Multi Environment Ansible Layout – Part 3: The Reasoning
I got a response on twitter:
Interesting. For #CentOS infra we decided to have each role being a git repo, and inventories (for ci, public, test, staging) completely seperated : https://t.co/dtUrPHrtl1. See also https://t.co/tJs8a2z7B0 using ansible-roles-ctl to updates roles (which galaxy doesn't !)
— @[email protected] - Fabian Arrotin 🪫 (@Arrfab) November 5, 2019
I wanted to talk a little bit about the decisions I made and the thinking behind them.
Inline Roles
One of the more controversial things I did in this layout was to "bake-in", or include the Ansible roles in the layout, instead of making each of the roles a separate Git repository.
I had initially housed each role in a separate git repo, hosted on a private gitlab server. The thinking behind this was to grant access to small components of our infrastructure instead of granting access to the entirety of our Ansible infrastructure.
In practice, the only people making changes to the roles were my team. The organization at large wasn’t contributing to our Ansible roles in any meaningful way.
Another issue we faced was a compliance requirement. Changes to code, including
"infrastructure code" need to be vetted by more than one person. Our main Ansible
git repo had a policy that prevented merging code to the master
branch without
a code review. However, not all of the repositories for roles had the same policy.
This allowed code changes to get into production without review. Enforcing the
policy on all of the role repos would have been a bit of a pain.
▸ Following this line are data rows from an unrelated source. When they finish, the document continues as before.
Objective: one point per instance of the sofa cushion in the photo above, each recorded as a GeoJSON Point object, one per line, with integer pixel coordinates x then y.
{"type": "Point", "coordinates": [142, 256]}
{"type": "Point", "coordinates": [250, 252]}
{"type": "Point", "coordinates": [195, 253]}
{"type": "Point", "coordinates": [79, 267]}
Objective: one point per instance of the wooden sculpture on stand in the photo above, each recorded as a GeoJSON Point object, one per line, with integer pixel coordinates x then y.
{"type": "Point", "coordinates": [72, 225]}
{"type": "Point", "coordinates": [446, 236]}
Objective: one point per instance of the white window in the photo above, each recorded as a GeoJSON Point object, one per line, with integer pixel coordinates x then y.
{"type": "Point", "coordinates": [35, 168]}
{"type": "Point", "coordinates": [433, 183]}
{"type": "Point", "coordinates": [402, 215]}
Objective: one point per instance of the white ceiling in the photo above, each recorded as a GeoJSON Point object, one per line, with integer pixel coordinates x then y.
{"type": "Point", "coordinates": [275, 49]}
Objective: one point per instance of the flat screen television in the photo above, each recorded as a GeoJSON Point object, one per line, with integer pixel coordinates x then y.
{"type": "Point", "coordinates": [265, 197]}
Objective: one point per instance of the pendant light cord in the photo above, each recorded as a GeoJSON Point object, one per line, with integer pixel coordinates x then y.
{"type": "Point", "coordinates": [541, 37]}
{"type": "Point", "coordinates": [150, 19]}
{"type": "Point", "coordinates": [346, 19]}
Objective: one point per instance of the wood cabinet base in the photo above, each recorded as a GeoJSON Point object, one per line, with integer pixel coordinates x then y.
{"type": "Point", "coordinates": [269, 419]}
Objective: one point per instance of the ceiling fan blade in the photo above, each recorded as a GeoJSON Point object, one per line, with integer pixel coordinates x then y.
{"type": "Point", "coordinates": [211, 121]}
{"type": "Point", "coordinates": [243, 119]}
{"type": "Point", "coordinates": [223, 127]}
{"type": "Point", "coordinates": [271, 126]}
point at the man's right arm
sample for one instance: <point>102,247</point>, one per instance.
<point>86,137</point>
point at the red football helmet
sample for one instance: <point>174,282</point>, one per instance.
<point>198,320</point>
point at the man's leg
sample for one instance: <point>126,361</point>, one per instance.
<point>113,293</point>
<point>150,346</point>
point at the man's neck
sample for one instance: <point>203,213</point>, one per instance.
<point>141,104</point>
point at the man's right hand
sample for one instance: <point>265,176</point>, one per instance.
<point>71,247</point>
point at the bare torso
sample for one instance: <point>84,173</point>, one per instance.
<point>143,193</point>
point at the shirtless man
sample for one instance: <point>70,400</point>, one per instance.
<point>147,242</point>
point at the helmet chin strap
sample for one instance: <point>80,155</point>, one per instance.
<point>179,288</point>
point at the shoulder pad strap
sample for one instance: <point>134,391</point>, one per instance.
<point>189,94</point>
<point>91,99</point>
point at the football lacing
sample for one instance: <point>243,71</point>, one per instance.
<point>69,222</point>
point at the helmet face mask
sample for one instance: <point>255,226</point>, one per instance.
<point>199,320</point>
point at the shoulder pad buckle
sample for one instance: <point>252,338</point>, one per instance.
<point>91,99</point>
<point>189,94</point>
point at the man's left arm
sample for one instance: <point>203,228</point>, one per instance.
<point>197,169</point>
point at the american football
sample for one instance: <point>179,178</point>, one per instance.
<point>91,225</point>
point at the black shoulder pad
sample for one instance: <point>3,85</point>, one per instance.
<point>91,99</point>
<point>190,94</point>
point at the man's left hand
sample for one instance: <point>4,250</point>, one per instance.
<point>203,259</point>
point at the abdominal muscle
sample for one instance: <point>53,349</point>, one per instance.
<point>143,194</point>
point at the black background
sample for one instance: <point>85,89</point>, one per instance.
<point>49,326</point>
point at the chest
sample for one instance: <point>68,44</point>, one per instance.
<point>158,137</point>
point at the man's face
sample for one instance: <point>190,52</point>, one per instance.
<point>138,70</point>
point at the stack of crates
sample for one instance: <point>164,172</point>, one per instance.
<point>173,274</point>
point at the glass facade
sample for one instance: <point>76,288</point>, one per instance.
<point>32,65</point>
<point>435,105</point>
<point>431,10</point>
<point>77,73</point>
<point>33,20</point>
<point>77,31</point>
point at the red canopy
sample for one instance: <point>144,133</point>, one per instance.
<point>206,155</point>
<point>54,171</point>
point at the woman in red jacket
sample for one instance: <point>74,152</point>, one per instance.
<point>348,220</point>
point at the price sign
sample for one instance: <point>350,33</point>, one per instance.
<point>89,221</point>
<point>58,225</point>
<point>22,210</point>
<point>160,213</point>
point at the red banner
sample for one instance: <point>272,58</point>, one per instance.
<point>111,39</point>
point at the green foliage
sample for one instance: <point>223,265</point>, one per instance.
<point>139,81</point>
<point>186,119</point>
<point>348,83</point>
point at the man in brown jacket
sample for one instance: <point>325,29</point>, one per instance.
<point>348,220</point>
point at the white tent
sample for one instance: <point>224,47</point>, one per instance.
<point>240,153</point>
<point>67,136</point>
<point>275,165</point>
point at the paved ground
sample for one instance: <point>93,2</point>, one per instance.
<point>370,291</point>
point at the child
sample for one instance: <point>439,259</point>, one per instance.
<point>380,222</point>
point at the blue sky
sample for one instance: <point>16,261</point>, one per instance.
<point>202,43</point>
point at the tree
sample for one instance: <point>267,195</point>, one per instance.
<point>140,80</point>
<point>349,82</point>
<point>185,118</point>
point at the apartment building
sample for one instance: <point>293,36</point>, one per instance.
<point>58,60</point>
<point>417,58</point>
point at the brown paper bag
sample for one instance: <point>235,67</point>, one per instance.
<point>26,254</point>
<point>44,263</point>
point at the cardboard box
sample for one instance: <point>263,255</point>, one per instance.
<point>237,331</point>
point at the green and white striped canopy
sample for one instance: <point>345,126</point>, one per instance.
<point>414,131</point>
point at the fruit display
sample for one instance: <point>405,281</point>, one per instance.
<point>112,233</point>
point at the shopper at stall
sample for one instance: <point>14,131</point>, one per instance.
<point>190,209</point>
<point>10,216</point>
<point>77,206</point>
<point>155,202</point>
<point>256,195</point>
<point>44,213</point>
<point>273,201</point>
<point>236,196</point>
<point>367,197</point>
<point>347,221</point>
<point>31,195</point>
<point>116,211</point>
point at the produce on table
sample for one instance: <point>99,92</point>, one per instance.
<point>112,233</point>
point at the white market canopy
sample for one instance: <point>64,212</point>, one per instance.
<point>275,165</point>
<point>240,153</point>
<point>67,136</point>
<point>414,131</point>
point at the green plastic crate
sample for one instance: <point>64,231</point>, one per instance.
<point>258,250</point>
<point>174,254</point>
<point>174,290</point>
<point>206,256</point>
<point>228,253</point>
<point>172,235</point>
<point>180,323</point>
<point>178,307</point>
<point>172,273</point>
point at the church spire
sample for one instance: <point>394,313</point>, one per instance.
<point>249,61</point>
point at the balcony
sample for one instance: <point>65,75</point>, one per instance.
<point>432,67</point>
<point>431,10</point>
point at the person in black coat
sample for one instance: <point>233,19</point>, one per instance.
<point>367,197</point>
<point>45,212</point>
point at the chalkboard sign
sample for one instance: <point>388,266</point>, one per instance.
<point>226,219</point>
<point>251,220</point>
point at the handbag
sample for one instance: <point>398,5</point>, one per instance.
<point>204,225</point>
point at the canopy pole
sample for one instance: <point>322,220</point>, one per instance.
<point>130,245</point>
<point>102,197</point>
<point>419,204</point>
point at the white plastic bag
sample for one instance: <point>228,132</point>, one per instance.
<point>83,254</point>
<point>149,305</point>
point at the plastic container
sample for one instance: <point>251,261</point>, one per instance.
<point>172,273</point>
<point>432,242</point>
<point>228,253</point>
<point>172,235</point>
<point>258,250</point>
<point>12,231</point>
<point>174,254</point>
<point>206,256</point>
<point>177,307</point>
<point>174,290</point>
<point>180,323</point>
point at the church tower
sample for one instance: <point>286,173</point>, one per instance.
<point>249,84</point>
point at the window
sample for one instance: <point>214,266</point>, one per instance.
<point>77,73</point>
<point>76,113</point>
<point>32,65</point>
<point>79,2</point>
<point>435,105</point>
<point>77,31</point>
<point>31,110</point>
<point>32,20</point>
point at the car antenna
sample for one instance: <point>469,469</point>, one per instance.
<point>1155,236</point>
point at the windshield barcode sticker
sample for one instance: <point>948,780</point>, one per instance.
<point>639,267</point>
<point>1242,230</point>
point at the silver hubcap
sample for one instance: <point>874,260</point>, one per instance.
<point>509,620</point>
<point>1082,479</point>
The "nail-in-the-coffin" for the separate repos was an issue with our private
gitlab server which is hosting all of these Ansible repos. About two months ago
the ansible-galaxy
command was just silently failing. It would get through
downloading about 75% of the roles then just exit with no logs of the issue.
I thought I tracked this down to some sort of rate-limiting on the Gitlab server,
and it went away for about a week then it re-occurred.
I spent a good day writing a bash script which would replace ansible-galaxy
and
that got us another week or so of work. When the problem re-occurred, we decided
to put all the roles into the single repository.
I was unaware of the ansible-roles-ctl
tool until Fabian posted about it on
twitter. Maybe I’ll try that next time I refresh this layout.
The last point with regard to Ansible role management, is that all of the roles we use, save one, are "first-party" roles. Meaning we created them entirely. If we were using other roles written by others we may have made a different decision.
To manage the one "third-party" role we use, we include it as a git submodule.
Inventory for all environments in one place
Most of our infrastructure is in AWS, however, we have a handful of servers and other on-prem devices we manage with this infrastructure.
In AWS we have resources spread across five different accounts, some environments
sharing accounts. To make management easier we use region and instance filters
in the ec2.ini
configuration file.
Having all of the environments in one folder structure, it makes changing the
environment as easy as passing a different sub-folder to the -i
switch.
ansible-playbook -i inv/int playbooks/web.yml # runs against integration ansible-playbook -i inv/prod playbooks/web.yml # runs against production
Using the environ
and environment_long
variables mentioned previously we can
easily do conditional tasks inside our playbooks and roles.
Shared group_vars
and the silly symlinks
The simlinking in each environment’s sub-folder can seem a bit convoluted, but it is designed to minimize multiple copies of the same files spread about.
First, we only want a single copy of the dynamic inventory script ec2.py
.
Each environment gets its own copy of the configuration, but the script itself
needs to stay in sync across environments.
The folders host_vars
and group_vars
are linked to this destination as that’s
one of the places that Ansible expects them to be (same level as the inventory).
The localhost
file is there to help when doing one-off ad-hoc style things
which may or may not connect to remote infrastructure. This is also to enable
local playbooks which configure the machines on which Ansible is running.